Although I was crazy about the Montreal Expos as a boy, I never liked Gary Carter. He was the obvious star of this team that I lived and died by, performing both the over-sized heroics and all the small things that helped a team win games. However, when I looked at the earnest and ever-smiling Carter, always charging about as if the point of his hustle was for you to notice his hustle, I saw, as Holden Caulfield might have put it, a phony.

The truth is that his teammates didn’t much like him either, and his nickname “The Kid” was derisive. His enthusiasm was entirely out of fashion with the cynical, coke-infused climate of the times and Carter was so conspicuously “Golly-Gee” that it seemed it could be nothing more than self-promotion. This rankled everybody, and when he wasn’t being sneered at as “The Kid,” he was being sneered at as “Camera Carter. “

I was a small, white kid from Ottawa and I wanted to be the opposite of what I was. I wanted to be Public Enemy. I wanted to be the L.A. Raiders. I wanted to be the Georgetown Hoyas. I wanted to be an outsider, a rebel. I adored the aloof, suspicious and impenetrable players, those that seemed indifferent to their great talent and wholly unimpressed with the swooning world around them.
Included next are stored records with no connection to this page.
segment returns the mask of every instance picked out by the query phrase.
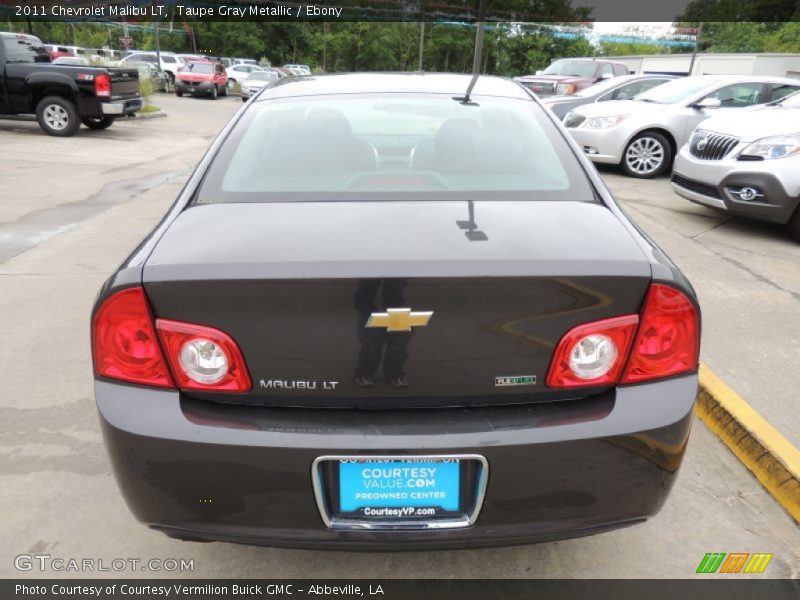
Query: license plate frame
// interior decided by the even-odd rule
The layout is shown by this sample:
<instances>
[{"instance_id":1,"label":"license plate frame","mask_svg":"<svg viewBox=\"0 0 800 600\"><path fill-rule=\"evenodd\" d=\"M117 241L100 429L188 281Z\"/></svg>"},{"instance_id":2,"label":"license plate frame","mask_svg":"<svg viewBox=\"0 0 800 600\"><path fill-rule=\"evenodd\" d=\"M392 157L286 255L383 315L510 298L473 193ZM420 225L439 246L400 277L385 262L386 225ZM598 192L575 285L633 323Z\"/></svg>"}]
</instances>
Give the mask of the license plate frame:
<instances>
[{"instance_id":1,"label":"license plate frame","mask_svg":"<svg viewBox=\"0 0 800 600\"><path fill-rule=\"evenodd\" d=\"M376 501L370 503L373 509L370 514L365 510L342 510L342 490L339 480L341 465L403 465L407 467L441 465L442 472L449 481L444 482L436 491L452 494L452 465L458 469L457 483L458 502L453 506L452 496L441 501L447 506L438 506L433 514L428 510L431 505L423 506L412 502L410 507L415 511L408 512L404 502L393 500L391 503ZM346 474L350 477L351 474ZM326 455L314 460L311 467L311 479L320 516L326 527L330 529L452 529L469 527L475 523L483 506L486 485L489 476L489 464L485 457L478 454L448 455ZM352 482L351 482L352 483ZM438 483L438 482L437 482ZM436 487L436 486L435 486ZM352 486L348 487L348 493ZM347 496L347 494L345 494ZM352 498L349 498L352 500ZM441 504L438 502L436 504ZM398 505L399 504L399 505ZM344 508L350 508L350 505ZM361 507L363 508L363 506ZM387 509L387 510L383 510ZM391 510L389 510L391 509ZM404 509L404 510L399 510ZM418 511L416 509L425 509ZM383 512L381 512L383 511ZM415 514L416 512L416 514Z\"/></svg>"}]
</instances>

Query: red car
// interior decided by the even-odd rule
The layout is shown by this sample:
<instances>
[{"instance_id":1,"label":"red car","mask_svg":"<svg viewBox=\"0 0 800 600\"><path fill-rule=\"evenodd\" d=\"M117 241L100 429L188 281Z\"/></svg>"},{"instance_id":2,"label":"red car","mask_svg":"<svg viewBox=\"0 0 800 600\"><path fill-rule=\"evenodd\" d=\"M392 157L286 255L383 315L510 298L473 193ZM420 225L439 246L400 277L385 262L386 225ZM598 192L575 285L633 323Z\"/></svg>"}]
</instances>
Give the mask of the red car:
<instances>
[{"instance_id":1,"label":"red car","mask_svg":"<svg viewBox=\"0 0 800 600\"><path fill-rule=\"evenodd\" d=\"M187 62L175 78L175 94L178 97L184 94L211 96L216 100L228 95L228 76L221 63Z\"/></svg>"}]
</instances>

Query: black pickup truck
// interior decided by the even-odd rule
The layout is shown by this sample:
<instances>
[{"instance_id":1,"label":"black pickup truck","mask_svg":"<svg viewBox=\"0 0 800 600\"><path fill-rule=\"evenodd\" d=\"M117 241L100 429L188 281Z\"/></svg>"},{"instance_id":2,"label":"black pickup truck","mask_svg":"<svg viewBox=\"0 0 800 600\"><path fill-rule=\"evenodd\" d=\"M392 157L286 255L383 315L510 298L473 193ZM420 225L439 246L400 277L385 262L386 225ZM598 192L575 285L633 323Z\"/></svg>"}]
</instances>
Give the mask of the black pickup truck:
<instances>
[{"instance_id":1,"label":"black pickup truck","mask_svg":"<svg viewBox=\"0 0 800 600\"><path fill-rule=\"evenodd\" d=\"M66 137L141 107L138 69L54 65L39 38L0 32L0 117L35 114L46 133Z\"/></svg>"}]
</instances>

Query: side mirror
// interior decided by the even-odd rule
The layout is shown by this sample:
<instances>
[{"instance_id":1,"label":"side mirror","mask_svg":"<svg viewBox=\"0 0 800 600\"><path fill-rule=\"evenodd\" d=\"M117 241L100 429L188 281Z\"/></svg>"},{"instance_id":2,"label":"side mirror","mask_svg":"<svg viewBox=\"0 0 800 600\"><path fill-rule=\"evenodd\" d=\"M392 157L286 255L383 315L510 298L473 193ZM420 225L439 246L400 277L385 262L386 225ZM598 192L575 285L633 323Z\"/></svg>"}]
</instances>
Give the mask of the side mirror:
<instances>
[{"instance_id":1,"label":"side mirror","mask_svg":"<svg viewBox=\"0 0 800 600\"><path fill-rule=\"evenodd\" d=\"M692 104L692 108L719 108L722 102L719 98L703 98L700 102Z\"/></svg>"}]
</instances>

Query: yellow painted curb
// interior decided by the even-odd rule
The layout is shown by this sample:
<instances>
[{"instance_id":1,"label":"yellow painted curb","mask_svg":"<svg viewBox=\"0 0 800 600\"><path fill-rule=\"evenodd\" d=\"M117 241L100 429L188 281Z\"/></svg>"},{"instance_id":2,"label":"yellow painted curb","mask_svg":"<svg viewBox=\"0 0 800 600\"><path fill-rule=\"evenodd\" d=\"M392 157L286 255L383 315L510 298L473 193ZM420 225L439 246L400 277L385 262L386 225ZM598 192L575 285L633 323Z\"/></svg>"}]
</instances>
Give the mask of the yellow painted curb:
<instances>
[{"instance_id":1,"label":"yellow painted curb","mask_svg":"<svg viewBox=\"0 0 800 600\"><path fill-rule=\"evenodd\" d=\"M704 364L699 378L697 416L800 522L800 450Z\"/></svg>"}]
</instances>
Hopelessly All-American, Carter was the antithesis of the beautiful anti-heroes I imagined these players to be. Carter was a golden boy from California who unashamedly loved to play baseball. He was an honour student and three-sport God, a Christian straight arrow who seemed a boring, glittering shield of virtue. I instinctively resented him, I mean, I didn’t believe him, he was a Ken doll, for fuck’s sake!

Later, after he was traded from the Expos as a proven baseball hero to the New York Mets– where he won a World Series in 1986– Carter was still relegated to the clubhouse periphery. This famous Mets team was comprised of a bunch of bad boys and assholes, and they were loudly celebrated for this. They were New York! They were what winning was all about!

Of course, although Carter was the stable centre of this team, he was still a social outcast. He’d didn’t play cards or drink, let alone do lines off a hooker’s hip. He wasn’t censorious about this, but remained his steadfast self, happily and faithfully married to his wife while all sorts of debauchery and self-indulgence exploded around him. And for this, he never lived within the inner circle of the teams he played for or the fans that cheered for them. Carter never rebelled, but always cooperated, and that strength was misunderstood.

On February 16th, at the age of 57, Gary Carter died of cancer.

In the fullness of time its’ become clear that there wasn’t a phony bone in his body. Most of my other heroes of the time fell into some sort of cataclysm, revealing their venality and duplicity, but not Carter, he was a hero before I knew what a hero was, and I will feel an unyielding shame, as I imagine many of his teammates will too, that I did not more fully understand this when he was alive.